馬鹿に鉄槌が下されたぞ
世の中には、とんでもない馬鹿がいるというのは、インターネットを見ていれば誰でも判ることだが、これはまた極めつけの馬鹿の話。
「アンディー」というハンドルの男が、「クリスマスに最新型の PomerMac G5 をプレゼントされたが、『オイラが欲しかったのは Windows マシンだ』といって、内部を全て取り外し、マイクロATXマザーボードの PC/AT マシンに作り替えた」という記事を、作業中の写真入りで、オーバークロッカーズ・ドット・コムというサイトに発表。なぜかこのサイトは今開けなくなっているが、urlは『http://www.overclockers.com/』なので、落ち着いたら訪問してみるのも良いかも。

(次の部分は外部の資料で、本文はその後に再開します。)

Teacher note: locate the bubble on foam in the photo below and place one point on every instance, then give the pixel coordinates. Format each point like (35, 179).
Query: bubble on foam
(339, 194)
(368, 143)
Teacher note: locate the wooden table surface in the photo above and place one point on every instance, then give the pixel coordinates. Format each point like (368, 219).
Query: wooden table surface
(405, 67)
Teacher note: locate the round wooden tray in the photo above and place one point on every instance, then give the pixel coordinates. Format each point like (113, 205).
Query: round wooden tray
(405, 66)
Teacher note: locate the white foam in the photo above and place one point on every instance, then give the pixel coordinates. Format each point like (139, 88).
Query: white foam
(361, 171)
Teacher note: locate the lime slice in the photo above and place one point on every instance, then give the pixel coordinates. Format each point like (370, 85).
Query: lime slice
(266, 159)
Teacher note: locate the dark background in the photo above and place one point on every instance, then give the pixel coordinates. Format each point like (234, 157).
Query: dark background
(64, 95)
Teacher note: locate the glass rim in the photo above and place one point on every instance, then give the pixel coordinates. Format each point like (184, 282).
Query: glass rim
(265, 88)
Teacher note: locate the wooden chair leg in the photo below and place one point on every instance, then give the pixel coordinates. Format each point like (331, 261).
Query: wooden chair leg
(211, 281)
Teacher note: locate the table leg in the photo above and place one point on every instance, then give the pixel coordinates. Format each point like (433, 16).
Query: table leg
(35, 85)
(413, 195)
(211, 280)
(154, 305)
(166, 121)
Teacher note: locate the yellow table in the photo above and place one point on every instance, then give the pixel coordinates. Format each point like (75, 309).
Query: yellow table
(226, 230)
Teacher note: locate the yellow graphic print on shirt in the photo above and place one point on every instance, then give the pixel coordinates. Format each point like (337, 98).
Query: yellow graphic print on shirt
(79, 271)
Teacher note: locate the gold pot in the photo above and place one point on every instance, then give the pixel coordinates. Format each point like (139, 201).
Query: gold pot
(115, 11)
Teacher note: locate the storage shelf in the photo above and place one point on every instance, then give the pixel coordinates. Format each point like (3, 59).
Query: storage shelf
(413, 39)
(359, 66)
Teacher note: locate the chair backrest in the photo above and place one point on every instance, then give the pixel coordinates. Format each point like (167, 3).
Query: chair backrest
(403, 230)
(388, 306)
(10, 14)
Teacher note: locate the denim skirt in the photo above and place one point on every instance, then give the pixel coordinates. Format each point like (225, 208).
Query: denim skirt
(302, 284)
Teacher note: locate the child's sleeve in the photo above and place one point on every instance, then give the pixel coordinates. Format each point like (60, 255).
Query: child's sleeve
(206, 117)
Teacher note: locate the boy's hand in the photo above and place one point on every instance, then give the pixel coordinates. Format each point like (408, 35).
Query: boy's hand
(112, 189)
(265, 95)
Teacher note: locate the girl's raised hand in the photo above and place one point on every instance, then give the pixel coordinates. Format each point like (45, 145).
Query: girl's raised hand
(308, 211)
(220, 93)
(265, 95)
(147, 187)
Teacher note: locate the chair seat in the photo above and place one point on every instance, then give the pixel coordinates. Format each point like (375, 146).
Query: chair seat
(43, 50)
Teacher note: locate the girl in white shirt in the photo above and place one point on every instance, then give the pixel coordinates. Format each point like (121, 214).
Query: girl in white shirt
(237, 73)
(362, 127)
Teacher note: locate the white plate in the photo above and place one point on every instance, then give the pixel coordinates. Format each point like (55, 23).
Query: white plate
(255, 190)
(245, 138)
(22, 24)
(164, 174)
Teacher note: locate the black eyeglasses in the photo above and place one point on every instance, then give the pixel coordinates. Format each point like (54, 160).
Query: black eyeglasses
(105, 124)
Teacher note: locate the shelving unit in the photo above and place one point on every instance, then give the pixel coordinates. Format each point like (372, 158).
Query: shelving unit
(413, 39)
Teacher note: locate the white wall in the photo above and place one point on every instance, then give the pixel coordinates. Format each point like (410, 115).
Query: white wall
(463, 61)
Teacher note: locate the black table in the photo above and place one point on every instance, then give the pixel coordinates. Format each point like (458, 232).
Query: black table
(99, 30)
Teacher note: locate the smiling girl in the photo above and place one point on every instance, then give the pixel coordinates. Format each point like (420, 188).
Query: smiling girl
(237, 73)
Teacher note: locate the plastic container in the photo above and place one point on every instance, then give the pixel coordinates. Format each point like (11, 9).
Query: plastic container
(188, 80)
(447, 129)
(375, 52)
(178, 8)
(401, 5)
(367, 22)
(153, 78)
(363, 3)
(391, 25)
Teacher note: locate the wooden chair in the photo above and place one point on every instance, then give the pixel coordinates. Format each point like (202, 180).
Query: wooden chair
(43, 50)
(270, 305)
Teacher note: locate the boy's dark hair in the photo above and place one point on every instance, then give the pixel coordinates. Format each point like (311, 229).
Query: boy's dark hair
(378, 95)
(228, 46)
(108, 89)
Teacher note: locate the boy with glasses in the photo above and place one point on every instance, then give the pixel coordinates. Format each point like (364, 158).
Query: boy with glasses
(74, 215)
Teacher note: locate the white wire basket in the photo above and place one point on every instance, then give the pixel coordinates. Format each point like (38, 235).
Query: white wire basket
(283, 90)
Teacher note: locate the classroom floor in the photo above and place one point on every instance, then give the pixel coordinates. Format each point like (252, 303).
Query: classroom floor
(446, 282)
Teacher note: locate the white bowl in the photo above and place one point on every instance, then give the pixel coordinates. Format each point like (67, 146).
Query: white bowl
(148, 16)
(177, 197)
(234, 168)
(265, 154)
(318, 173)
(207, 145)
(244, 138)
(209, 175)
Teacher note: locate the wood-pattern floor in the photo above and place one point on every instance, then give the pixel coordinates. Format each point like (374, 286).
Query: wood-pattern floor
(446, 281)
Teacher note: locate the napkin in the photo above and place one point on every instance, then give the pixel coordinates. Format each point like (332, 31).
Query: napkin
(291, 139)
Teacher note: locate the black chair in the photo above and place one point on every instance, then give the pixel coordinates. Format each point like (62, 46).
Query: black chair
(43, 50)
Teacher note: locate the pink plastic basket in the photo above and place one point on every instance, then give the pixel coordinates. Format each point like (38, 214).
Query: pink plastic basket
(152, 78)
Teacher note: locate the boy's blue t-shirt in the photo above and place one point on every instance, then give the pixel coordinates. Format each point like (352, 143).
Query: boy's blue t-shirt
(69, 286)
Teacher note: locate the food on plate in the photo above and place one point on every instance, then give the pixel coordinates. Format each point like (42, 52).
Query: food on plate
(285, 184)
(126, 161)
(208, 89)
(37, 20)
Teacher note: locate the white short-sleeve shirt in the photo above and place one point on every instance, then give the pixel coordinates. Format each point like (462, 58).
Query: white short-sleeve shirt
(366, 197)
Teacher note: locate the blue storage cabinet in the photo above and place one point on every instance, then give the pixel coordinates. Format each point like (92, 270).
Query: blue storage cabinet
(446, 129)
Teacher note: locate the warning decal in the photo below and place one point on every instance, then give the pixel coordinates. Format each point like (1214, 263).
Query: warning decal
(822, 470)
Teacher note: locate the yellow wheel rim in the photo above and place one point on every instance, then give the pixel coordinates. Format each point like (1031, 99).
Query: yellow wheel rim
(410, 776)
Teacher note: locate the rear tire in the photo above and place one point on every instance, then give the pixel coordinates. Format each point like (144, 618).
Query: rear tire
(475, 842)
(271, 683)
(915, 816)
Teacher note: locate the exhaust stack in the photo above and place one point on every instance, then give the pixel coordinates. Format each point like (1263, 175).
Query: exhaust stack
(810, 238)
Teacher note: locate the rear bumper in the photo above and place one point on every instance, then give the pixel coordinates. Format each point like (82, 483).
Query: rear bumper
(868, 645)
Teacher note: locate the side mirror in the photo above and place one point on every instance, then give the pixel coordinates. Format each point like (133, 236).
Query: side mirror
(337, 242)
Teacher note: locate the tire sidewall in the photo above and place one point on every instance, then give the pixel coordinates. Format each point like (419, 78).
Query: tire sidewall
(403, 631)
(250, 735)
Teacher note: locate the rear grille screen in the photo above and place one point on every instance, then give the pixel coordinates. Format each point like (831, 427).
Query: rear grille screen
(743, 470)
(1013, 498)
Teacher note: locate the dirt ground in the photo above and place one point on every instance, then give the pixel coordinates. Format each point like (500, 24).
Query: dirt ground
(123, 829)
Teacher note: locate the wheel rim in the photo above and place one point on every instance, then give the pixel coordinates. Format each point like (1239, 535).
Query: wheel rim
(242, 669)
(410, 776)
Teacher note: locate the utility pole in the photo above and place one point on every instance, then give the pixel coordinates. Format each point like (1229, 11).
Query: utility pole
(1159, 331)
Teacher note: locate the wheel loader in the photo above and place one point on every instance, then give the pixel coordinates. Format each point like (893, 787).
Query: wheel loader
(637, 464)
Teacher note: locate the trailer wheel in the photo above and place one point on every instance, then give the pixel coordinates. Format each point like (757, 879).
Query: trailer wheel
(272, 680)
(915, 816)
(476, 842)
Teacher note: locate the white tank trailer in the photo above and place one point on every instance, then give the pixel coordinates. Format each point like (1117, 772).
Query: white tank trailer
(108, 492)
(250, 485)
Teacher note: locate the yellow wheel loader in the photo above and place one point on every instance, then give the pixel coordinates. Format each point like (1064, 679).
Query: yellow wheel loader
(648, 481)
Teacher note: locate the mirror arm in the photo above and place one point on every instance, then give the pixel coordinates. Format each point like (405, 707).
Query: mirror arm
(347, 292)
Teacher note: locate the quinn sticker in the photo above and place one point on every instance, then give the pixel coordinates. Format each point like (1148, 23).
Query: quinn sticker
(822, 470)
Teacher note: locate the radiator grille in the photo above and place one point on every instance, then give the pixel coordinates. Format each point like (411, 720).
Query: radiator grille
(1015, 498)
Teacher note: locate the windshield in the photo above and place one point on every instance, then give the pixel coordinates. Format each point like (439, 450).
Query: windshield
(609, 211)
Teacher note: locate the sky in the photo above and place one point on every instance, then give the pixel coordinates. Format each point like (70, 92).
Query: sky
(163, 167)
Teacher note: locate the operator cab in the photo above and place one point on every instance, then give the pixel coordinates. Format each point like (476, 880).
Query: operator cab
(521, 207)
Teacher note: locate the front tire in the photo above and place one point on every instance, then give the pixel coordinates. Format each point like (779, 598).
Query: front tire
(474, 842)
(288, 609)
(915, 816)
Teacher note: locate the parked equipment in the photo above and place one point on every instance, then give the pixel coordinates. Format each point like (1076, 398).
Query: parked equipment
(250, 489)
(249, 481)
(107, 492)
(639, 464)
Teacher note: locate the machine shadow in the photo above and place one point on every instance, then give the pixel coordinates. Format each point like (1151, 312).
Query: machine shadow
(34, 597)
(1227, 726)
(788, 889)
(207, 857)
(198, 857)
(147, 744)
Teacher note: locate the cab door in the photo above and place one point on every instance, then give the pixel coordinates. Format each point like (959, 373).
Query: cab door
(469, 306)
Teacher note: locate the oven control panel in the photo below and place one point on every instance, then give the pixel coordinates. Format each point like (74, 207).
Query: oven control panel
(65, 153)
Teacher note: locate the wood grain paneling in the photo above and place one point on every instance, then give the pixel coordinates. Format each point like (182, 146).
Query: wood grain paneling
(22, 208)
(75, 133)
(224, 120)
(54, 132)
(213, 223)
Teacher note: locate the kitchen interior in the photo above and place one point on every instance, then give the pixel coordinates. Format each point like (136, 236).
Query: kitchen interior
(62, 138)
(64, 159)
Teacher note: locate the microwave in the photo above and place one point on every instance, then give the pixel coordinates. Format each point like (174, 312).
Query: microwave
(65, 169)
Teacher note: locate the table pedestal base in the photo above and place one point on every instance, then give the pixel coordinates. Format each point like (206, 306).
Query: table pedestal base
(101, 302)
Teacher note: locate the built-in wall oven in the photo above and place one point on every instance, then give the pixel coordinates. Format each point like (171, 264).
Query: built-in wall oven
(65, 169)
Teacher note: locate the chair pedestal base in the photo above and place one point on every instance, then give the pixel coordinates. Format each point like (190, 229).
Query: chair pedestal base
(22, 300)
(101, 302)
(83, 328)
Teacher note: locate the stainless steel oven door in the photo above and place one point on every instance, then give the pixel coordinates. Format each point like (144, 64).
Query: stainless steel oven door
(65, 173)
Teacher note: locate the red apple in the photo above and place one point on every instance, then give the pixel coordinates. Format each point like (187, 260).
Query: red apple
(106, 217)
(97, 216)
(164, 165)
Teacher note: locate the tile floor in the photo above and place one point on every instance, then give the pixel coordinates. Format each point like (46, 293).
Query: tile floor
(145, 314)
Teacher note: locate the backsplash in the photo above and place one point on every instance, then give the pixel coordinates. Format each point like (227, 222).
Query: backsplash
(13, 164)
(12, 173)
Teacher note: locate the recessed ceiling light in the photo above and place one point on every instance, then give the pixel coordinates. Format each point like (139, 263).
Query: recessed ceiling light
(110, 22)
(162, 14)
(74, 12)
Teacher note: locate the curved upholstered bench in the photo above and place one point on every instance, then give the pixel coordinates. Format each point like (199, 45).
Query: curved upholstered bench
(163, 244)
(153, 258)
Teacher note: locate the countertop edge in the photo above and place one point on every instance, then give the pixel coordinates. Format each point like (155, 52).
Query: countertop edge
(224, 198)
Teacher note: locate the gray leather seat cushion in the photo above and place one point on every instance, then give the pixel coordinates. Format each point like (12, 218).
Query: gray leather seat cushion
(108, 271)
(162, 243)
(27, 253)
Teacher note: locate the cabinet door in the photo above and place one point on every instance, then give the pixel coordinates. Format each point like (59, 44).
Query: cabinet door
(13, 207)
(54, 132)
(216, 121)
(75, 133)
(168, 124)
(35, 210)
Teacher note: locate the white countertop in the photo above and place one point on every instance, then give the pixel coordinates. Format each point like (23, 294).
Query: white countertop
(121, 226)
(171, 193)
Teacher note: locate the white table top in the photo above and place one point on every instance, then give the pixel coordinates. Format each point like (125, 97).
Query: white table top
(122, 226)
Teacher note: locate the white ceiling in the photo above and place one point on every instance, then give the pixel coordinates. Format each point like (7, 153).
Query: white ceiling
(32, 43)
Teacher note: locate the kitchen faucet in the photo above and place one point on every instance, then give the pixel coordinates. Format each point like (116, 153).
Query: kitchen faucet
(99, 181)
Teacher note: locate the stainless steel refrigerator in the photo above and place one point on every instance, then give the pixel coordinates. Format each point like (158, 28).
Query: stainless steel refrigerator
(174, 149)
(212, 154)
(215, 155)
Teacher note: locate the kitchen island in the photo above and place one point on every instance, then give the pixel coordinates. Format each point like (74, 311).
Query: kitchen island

当然、何千通だかの、熱心なマックユーザからの心温まる(例『地獄の炎に焼かれろ』『お前のための弾丸を用意した、撃ち殺してやる』等)の励ましのメールが殺到。彼のメールボックスはパンク。メールの多くは、ボックス・フルで受信拒否されたが、1300通程度は届いたらしい。慌てたこの馬鹿は、「いや、それはウソ。もともとドンガラ(中身無しの筐体だけ)を偶然手に出来たから、友達を騙すためにATマシンのマザーボードを入れてみただけなんだ」と弁明。コトの顛末はココに詳しいので、読んでみて頂きたい。
あと、「アンディー」が撮った写真は、ココにある。
掲載サイトのオーバークロッカーズ・ドット・コムの編集長の、「DELL機の中身を入れ替えた時には、『オレのデルを穢しやがって』なぁんて苦情は来なかったんだがなぁ」という反応が良い。まあ、 Win 機を更に高性能の Win 機に仕立てるのと、尋常でない高機能を誇る最新鋭MacOSX機を別に早くも凄くもない凡庸な Win機に貶めるのとでは、比べられよう筈がない。
まあ、あとからとって付けたような「偶然ドンガラを手に入れた」話を信じる人は少ないようで、現在も『熱心な』マックユーザの心温まるメールは止む事なく、「アンディー」は人並みに落ち込んでいるらしい。
しかし、出来心とはいえ、ヤっちまったことの責任は当然自分で取るしかない。「アンディー」が実際に何を考えていたかは知った事ではないが、これは、多くのMacintoshユーザにとっては、信教上の問題であり、宗教的受難なのだ。最初っから「ドンガラを貰った」と言っていたらこうはならなかったろうとは思うが……。
いや、冗談めかさず正確に言おう。自分がまだ買えない(or苦労してやっと買った)最新鋭機を、「アンディー」はその価値や良さを全否定して、ブチ壊して見せたのだ。これは、二十数年前にアメリカの議員さんたちが大勢集まって日本車をハンマーで叩きつぶした光景と同じ物である。議員さんや「アンディー」は、「自分の金で買うなり、プレゼントされるなりして、合法的に手に入れたモノをどうしようが、全く以てオイラの自由だ」と思っているのだろう。しかし、日本車を、国政に参加している議員さん達が嬉しそうにハンマーでたたき壊すと云うグロテスクな図、そして中身を安物の PC/AT 機に入れ替えられた可哀想な PowerMac G5 の図、その持つ意味とそこに発生する責任は、「鬱憤晴し」や「ほんの思い付き」などという言い訳でで許されるような、一過性のモノではない。
しかし、人の文化や価値観に土足で上がり込んで平然としている奴。そこに『死んじまえ』メールを送りつける奴。どちらも、殊程左様ににアメリカ的だなぁ。